Silence makes up the auditory relationships within Twitter, yet sound is bypassed in favor of touch. I often struggle to reason with technological determinists[1] about the ability for us to reach one another in the Internet. But touch is a real occurrence in “cyber”space.

Barthes argues that mythic speech takes on a materiality. This means that it is tangible; we can physically interact with it. For those of us with touchscreens and smartphones, we know what pressing a finger to text feels like. The #s in Twitter work off of this sense of touch. An @ moves through discourse via click or press of the #. Thus, people unite through connection. We are able to see the entire history of a conversation of each # the moment we press it—an invisible aspect of the hyperlink exists. This is horizontal representation of interaction. Any @ can access a # at any time. There is no limit. (of course Twitter [K1] has been known to delete hashtags before, especially subversive protest hashtags connected with Occupy Wall Street.) When one clicks a #, one participates in “signifying consciousness.” I refer to this as meaning-making. And, here we are, making it every time we touch.

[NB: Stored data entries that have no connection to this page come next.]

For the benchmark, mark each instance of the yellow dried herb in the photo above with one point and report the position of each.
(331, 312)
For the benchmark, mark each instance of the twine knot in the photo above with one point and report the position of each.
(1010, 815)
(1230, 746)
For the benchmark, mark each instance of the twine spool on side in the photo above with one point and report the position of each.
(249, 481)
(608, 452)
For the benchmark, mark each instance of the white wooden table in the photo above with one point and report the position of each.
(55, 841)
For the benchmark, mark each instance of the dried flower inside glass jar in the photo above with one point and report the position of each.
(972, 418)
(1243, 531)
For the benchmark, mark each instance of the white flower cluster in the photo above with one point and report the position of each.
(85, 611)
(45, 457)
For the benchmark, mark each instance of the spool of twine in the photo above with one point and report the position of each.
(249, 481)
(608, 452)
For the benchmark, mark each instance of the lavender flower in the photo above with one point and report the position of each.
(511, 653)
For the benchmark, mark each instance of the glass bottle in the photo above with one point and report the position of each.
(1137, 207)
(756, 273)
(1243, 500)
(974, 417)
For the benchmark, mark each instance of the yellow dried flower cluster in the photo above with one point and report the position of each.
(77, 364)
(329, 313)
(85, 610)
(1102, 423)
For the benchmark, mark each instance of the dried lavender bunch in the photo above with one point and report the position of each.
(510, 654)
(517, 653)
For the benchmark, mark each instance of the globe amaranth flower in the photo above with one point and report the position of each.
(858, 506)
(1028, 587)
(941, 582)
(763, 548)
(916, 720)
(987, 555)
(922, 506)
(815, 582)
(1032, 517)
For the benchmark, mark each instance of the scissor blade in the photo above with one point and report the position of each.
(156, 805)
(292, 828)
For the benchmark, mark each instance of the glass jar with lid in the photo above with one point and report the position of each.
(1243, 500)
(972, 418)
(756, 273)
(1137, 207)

The symbolic act of reaching, if mythologized, can turn on us in Twitter, for nothing is sacred. Barthes continues,

Motivation is necessary to the very duplicity of myth: myth plays on the analogy between meaning and form, there is no myth without motivated form. In order to grasp the power of motivation in myth, it is enough to reflect for a moment on an extreme case…But what the form can always give one to read is disorder itself: it can give a signification to the absurd, make the absurd itself a myth. This is what happens when commonsense mythifies surrealism, for instance. (127)

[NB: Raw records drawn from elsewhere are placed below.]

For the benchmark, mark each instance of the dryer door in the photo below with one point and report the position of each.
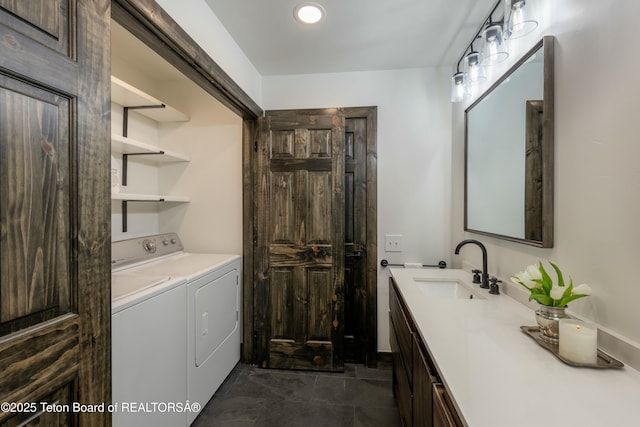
(216, 314)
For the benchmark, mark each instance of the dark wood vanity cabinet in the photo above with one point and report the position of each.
(422, 399)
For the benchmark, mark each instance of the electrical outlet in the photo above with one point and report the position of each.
(393, 243)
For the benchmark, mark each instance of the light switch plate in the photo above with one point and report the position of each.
(393, 243)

All connection depends upon motivation, whether it is twitter or any other discourse maker. Many say that connection via technology is a myth, but here, with Barthes, we see that motivation can drive “the analogy between meaning and form.” Meaning is inherent to connection; they are unable to be separated. Conveyance and connection are interdependent. Knowing this, and going into twitter, the disorder is less chaotic, and reveals the various forms of the absurd.

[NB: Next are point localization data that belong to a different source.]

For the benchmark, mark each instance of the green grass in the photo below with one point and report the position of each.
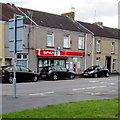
(107, 108)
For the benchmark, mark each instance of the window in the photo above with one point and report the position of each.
(98, 46)
(50, 39)
(81, 43)
(22, 59)
(66, 41)
(98, 61)
(113, 47)
(114, 64)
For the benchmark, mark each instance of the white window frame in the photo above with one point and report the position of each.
(66, 41)
(98, 46)
(50, 39)
(81, 41)
(113, 47)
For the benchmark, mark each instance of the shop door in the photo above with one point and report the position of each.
(108, 62)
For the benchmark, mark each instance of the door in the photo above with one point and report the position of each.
(108, 62)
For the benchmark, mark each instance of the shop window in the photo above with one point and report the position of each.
(98, 46)
(66, 41)
(98, 61)
(113, 47)
(114, 64)
(81, 43)
(22, 59)
(50, 39)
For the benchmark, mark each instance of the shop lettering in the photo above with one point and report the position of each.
(48, 52)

Discursive play. @s # to establish a space for open connection, the # offering a rupture in all language that existed prior to it. The # can be a repeat hashtag, reopening a discourse that had been left silent for an indefinite amount of time. Or, it can start a conversation new. Jumping into the #, another @ connects to this rupture, breaching a path to making connection. This is sight. Sharing a # is seeing one another through language, saying “I understand you” or “I have something to say about this too.” Meaning-making. And all is fair game with #. More often than not, the # goes awry; it becomes absurd.

Take yesterday, for example. My twitter self, @tumblesweed, began a discursive rupture: #psychosisdanceparty. Several @s joined in on the dance, and we danced. Some linked songs, others hashtagged moves like #hokeypokey, #laughsandlineolum, #getdownonit, #funkychickendance, #funkyrubberchickendance, and #robot. Though not an actual dance shared on a floor together, there we were: making verbal dance move. The songs were nice too. You see, twitter lets anything happen. It need not have a point or an outcome—at least not when a # starts. But sometimes, some @ dares to #, and a whole new language begins. And that language brings many, many people together. It all depends upon who the @ decides to be, and what # they dare to speak.

Works Cited

Barthes, Roland. “Myth Today.” Mythologies. HarperCollins: New York, 1972. Print. (109-59).

[1] Scholar Nancy Baym’s discussion that technology imposes control over our identities, allowing us no means in which to utilize it; rather, technology determines our ability to relate to one another. As a direct opposition, the theory of  social shaping of technology discusses our interdependent relationship with our hardware, thus making us “wetwared.”